The Oceanographic Museum ( Musée Océanographique) is a museum of marine sciences in Monaco-Ville, Monaco.

The Oceanographic Museum was inaugurated in 1910 by Monaco's modernist reformer, Prince Albert I. This monumental architectural work of art has an impressive façade above the sea, towering over the sheer cliff face to a height of 279 feet (85.04 m). It took 11 years to build, using 100,000 tons of stone from La Turbie.

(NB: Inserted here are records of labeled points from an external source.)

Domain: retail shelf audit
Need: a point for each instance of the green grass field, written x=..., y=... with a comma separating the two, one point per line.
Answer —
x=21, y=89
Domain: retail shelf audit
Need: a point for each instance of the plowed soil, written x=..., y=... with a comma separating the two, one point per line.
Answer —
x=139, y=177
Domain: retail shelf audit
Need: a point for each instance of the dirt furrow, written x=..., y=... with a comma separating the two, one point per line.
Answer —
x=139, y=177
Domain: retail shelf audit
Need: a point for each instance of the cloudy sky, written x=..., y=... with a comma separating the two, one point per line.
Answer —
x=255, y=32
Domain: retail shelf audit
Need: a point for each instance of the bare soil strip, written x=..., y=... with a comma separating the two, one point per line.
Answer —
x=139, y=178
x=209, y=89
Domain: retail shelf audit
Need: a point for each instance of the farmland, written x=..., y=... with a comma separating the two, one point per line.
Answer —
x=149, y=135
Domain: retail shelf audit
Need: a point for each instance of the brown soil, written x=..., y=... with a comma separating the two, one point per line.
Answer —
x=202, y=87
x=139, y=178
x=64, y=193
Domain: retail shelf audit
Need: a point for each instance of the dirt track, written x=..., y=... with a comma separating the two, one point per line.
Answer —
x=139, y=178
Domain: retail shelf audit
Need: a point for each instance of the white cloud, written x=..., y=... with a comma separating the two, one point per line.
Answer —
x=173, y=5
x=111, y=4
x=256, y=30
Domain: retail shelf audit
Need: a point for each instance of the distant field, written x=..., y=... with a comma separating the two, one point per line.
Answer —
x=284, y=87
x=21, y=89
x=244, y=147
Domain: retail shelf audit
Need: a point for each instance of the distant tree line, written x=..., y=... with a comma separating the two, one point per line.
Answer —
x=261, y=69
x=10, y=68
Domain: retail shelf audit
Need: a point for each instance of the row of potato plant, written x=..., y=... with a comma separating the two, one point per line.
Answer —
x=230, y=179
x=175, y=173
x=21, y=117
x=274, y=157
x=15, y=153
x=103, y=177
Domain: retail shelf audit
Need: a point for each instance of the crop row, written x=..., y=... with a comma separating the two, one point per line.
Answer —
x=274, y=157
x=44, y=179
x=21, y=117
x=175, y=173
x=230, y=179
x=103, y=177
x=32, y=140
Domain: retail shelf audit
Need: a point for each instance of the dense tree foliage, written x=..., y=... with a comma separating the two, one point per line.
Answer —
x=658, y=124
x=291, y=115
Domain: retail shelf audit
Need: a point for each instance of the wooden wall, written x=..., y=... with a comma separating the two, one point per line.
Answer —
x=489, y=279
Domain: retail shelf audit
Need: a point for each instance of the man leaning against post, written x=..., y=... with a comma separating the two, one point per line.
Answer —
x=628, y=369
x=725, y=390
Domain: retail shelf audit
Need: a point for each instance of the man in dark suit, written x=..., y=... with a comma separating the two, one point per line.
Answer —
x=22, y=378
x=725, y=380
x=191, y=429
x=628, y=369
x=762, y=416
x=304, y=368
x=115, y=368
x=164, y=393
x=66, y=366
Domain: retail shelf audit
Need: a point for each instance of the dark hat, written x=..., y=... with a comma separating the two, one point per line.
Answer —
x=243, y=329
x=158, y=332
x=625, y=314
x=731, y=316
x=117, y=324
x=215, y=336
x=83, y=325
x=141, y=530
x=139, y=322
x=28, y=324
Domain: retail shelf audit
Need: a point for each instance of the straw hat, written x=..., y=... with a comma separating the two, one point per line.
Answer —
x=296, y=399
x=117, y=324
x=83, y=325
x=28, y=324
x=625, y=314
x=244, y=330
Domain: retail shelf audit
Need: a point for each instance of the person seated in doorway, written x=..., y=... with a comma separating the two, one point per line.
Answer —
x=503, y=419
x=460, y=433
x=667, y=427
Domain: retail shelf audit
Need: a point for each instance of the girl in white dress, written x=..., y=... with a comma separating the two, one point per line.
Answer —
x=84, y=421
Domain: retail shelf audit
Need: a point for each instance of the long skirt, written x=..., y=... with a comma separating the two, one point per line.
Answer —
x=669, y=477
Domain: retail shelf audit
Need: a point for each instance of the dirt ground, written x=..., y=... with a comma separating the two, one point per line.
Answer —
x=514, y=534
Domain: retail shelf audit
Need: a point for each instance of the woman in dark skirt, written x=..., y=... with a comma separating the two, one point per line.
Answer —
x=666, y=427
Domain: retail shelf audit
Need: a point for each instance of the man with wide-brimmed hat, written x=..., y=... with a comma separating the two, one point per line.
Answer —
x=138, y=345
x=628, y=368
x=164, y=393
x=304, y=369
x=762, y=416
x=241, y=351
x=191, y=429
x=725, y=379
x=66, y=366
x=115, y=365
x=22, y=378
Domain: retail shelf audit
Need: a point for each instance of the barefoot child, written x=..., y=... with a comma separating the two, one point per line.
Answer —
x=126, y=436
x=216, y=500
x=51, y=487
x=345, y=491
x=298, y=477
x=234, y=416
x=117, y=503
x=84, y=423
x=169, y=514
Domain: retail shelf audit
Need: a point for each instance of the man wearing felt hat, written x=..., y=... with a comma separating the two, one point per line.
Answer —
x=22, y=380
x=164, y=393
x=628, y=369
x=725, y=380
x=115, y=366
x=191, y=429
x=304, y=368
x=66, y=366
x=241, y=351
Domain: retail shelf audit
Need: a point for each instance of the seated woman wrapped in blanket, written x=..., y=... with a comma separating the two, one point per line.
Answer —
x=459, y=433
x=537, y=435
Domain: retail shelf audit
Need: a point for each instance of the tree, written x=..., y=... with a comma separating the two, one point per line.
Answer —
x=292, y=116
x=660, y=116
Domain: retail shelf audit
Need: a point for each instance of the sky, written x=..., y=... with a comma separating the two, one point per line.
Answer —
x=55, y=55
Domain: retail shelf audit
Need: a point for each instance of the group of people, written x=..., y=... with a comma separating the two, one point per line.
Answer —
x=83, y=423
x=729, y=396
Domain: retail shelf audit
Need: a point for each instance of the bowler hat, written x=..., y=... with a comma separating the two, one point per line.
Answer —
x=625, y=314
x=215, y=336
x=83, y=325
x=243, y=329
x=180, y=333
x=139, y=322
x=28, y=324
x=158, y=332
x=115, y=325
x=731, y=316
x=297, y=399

The museum is home to exhibitions and collections of various species of sea fauna (starfish, seahorses, turtles, jellyfish, crabs, lobsters, rays, sharks, sea urchins, sea cucumbers, eels, cuttlefish etc.) both stuffed and in skeletal form. The museum's holdings also include a great variety of sea related objects, including model ships, sea animal skeletons, tools, weapons, etc. An aquarium located in the basement of the museum showcases a wide array of flora and fauna. Four thousand species of fish and over 200 families of invertebrates can be seen. The aquarium also features a presentation of Mediterranean and tropical marine ecosystems. Jacques-Yves Cousteau was its director for many years, beginning in 1957. The Museum celebrated its 100th birthday in March 2010, after extensive renovations.

In 1989, French marine biologist Alexandre Meinesz discovered a patch of a giant, tropical seaweed Caulerpa taxifolia directly under the walls of the museum. Several documentaries point to this patch as the origin of one of the largest seaweed contaminations of the Mediterranean Sea in recent history. The role of the museum and its director ( Francois Doumenge) when the discovery was made public is still heavily debated.